SÃO PAULO, SP (FOLHAPRESS) - Viver está se tornando um exercício a cada dia mais sórdido. O diretor sueco Ruben Östlund bem sabe que o Ocidente virou uma junta de países a ser evitada. Por isso, o público se identifica com sua obra, e o cineasta se empapuça de prêmios. Ele arrematou duas vezes a Palma de Ouro do Festival de Cannes num intervalo de quatro anos. Primeiro, com "The Square: A Arte da Discórdia", de 2017, depois com "Triângulo da Tristeza", agora exibido na 46ª Mostra Internacional de Cinema de São Paulo.

O filme acompanha as inquietações de um modelo, interpretado por Harris Dickinson, e sua namorada, uma influenciadora vivida por Charlbi Dean, morta no fim de agosto. Juntos, eles enfrentam discussões conjugais até que resolvem embarcar num cruzeiro de luxo.
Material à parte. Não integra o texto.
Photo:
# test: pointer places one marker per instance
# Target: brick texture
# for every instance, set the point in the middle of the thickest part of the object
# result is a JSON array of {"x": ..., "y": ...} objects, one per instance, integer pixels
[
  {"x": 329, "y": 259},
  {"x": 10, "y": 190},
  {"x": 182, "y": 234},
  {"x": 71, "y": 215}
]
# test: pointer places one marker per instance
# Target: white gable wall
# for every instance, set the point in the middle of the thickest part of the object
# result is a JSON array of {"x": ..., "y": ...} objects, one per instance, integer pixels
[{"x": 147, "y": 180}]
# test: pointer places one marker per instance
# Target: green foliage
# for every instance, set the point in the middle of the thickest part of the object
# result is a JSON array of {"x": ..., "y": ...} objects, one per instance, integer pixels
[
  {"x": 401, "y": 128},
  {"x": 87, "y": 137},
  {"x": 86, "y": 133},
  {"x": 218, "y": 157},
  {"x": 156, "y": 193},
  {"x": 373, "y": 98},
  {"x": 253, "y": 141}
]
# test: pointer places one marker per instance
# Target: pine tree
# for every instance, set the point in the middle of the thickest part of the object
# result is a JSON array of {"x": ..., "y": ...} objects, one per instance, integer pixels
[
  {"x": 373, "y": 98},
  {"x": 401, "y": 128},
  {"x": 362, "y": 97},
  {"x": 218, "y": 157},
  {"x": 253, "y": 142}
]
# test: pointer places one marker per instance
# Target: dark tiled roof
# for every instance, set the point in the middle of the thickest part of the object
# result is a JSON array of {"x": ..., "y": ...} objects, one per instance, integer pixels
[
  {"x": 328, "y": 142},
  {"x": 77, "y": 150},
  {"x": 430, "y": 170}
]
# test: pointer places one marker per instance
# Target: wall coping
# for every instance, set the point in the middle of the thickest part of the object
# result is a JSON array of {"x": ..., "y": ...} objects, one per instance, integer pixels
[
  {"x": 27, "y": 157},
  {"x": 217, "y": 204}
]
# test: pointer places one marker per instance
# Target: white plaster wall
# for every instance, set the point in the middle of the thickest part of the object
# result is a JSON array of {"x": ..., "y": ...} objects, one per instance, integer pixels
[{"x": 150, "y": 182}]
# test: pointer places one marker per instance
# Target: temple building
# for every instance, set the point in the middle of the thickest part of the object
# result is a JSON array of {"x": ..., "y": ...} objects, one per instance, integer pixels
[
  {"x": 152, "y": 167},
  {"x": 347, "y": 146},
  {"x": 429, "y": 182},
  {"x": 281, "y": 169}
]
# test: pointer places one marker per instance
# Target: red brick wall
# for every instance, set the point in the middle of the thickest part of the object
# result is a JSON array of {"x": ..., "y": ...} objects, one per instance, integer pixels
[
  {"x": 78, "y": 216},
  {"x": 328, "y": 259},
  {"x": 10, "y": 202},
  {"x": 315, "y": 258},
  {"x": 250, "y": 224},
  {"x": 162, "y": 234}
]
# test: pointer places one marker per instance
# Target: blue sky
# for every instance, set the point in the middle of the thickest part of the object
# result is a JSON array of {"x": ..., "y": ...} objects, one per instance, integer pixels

Antes da partida, porém, o modelo revela o comportamento hipócrita do mundo da moda.

Num desfile de grife, o telão prega mensagens de igualdade social e compaixão, dizendo que somos todos irmãos e devemos salvar o planeta. Os ricaços na plateia pendem entre a emoção e a seriedade. Ao espírito do tempo, parecem engajados, como se não estivessem ali para ver gente bonita e mostrar o que são --ricaços.

Impregnado de ideais humanistas, o modelo decide transpor tudo o que aprendeu nos círculos fashionistas para sua vida a dois, se revelando um sujeito insuportável. Na primeira parte do filme, ele discute durante longos minutos com a namorada sobre quem deveria pagar a conta do jantar. Se ele, macho loiro, ou ela, que, segundo ele, deveria botar em prática as leituras feministas.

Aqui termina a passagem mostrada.